WebSocket connections that carry a browser Origin header use the same limits but with the loopback exemption always off — a malicious page in a local browser is still an untrusted client, so localhost gets no free pass on that path. When such a connection arrives from a loopback address, its failures are keyed by the normalized page origin (for example browser-origin:https://evil.example) rather than the shared loopback IP, so each origin gets its own bucket; from non-loopback addresses the key stays the client IP. This is not configurable.

Webhooks

The HTTP /hooks ingress has its own failure limiter: 20 failed authentications per 60 seconds per client IP, then a 60 second lockout. Loopback is not exempt. Successful hook auth resets the counter. Throttled requests receive plain HTTP 429 Too Many Requests with a Retry-After header (seconds). Limits are fixed; if a legitimate integration trips this, fix its credentials rather than retrying harder.

Control-plane writes (post-auth backstop)

Write-side admin RPCs (config.apply, config.patch, plugins.install, plugins.setEnabled, plugins.uninstall, update.run, worktrees.*, gateway.restart.request, ...) are additionally rate-limited after authorization: 30 requests per 60 seconds, per method, per deviceId+clientIp.

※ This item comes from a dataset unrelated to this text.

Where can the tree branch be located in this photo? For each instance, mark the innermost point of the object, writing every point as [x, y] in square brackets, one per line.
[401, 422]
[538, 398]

This is not a security boundary — callers already hold operator.admin — it is a backstop that bounds runaway client or agent loops hammering expensive operations. Interactive use never hits it; each method has its own bucket, so toggling a plugin does not consume the budget of config writes.

When exceeded, the request fails with a retryable error:

json
{  "code": "UNAVAILABLE",  "message": "rate limit exceeded for config.patch; retry after 35s",  "retryable": true,  "retryAfterMs": 34539,  "details": { "method": "config.patch", "limit": "30 per 60s" }}

Clients should honor retryAfterMs. The limit is fixed (not configurable); buckets expire on their own and are pruned by Gateway maintenance.

ACP session creation

The ACP translator caps session creation at 120 new sessions per 10 second window per translator instance. Exceeding it fails the request with an error whose message carries the wait time (there is no structured retryAfterMs field on this path):

Code
ACP session creation rate limit exceeded for <method>; retry after <n>s.

This bounds runaway clients that create sessions in a loop; normal IDE and agent use stays far below it.

Restart cooldown

Gateway restart requests coalesce, then enforce a 30 second cooldown between restart cycles. A restart requested during the cooldown is scheduled after it expires rather than rejected. This is separate from the control-plane limiter above: gateway.restart.request consumes a control-plane budget slot and the resulting restart obeys the cooldown.

Operational notes

  • All limiters are in-memory and per-process, and multiple Gateways do not share state. Replacing the Gateway process clears the Gateway-owned counters (auth lockouts, webhook throttle, control-plane buckets). The restart cooldown deliberately survives in-process restart cycles — that is what it throttles — and resets only with the process. The ACP session cap belongs to its translator instance and resets when that instance is recreated, not on Gateway restart.
  • Bucket maps are bounded (hard entry caps plus periodic pruning), so unique-key floods cannot grow memory without bound.
  • When a client is behind a reverse proxy, the effective IP is the resolved client IP; see trusted proxy auth for how proxy headers are validated before they can influence it.
  • Retry signaling varies by surface: Gateway RPC limiters return retryable: true plus retryAfterMs, the webhook ingress uses HTTP 429 with a Retry-After header, and ACP embeds the wait in the error message. In every case, back off for the indicated duration instead of retrying immediately.